More than two-thirds of teachers surveyed in Australia and New Zealand say training is not available alongside the roll-out of new tech despite most agreeing on the benefits of digital learning.
The survey by D2L, a global learning and professional development technology leader, involved 503 higher education respondents from universities, TAFEs and RTOs in the region.
It found that while institutions are offering 57.06% of their courses fully online (up from 35.98% pre-pandemic), 47.48% identify a lack of support and training in the use of digital tools to deliver education as the biggest challenge in transitioning to learning online.
Meanwhile, 69.78% said training was not available to introduce and support faculty and staff to use new technologies at all despite progress in digital transformation strategies. The data also showed only 34.79% say improving digital skills within the academic community is a top priority for their organisations over the next two years.
Tony Maguire, Regional Director A/NZ at D2L, said the pandemic has “fundamentally reshaped workforce assumptions, triggered capacity contractions and drawn the human costs into sharp relief.”
“The front end saw sessional academics hard hit by cutbacks and the Australia Institute’s report, An Avoidable Catastrophe: Pandemic Job Losses in Higher Education and their Consequences, describes the backend devastation for full time academic roles,” Maguire told The Educator.
“My question is: are we committed to extend the support and resources to this impacted cohort of the workforce as we have to industries? Given the contribution that education makes to the Australian economy, the case could be easily made.”
Maguire pointed out that in D2L’s local and global partnerships, universities’ business models are expanding from existing academic programmes into short course, future skills and micro-credentials spaces.
“To be successful, traditional academic and industry subject matter experts increasingly need design, collaboration and agile skill sets to be successful in more of the hybrid practitioner/mentor roles on offer.”
‘Covid’s silver lining: The flowering of innovation’
Professor Elizabeth Johnson, Deputy Vice-Chancellor of Education at Deakin University, said the university’s ‘emergency remote teaching’ used to help students progress under difficult conditions is a long way from intentionally designed online learning.
“The speed of the shift made this difficult for all institutions irrespective of their digital experience,” Professor Johnson told The Educator.
“Deakin opted to focus on using existing tools and platforms where possible. Our goal was to minimise the load on staff in dealing with new technologies as well as distressed students and an extremely fluid situation.”
However, Professor Johnson points out that a lot more needs to be done to ensure learning designs make best use of digital tools.
“The silver lining of the pandemic restrictions and the pressure of rapid change was the flowering of innovation,” she said.
“With old assumptions cast aside, teaching teams have created some wonderful new resources which we can build into new and more purposeful learning designs.”
Professor Johnson said the findings of the D2L survey expose challenges with widespread use of educational technologies and agree with other research.
“Every institution will have its champions who pioneer new tools and ideas, however dissemination to others can be slow. These challenges are always present but the pandemic created an urgency to invest in capability for immediate, practical use to make sure all boats rise,” she said.

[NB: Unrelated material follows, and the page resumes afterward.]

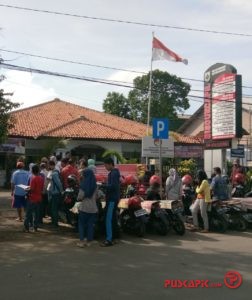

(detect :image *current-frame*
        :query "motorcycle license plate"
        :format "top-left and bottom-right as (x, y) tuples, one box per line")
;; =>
(134, 209), (147, 217)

“Digital platforms, tools and interfaces are a normal environment for life and work and should be a normal environment for study. Online study should embed the tools we use every day. Our challenge is to increase our digital fluency so teachers and students can move seamlessly between tools, shifting focus from the medium to what is being learnt.”
Professor Johnson said digital fluency can be buit by working with experts in learning and edtech, by learning from each other in communities of practice and by making digital a “normal space” for learning and teaching.
“Now is the time to re-evaluate efforts to date, and identify highly intentional ways to lean on technology tools – without overcomplicating or overengineering – to fuel progress in digital learning with the right frameworks to support students, academics and other stakeholders.”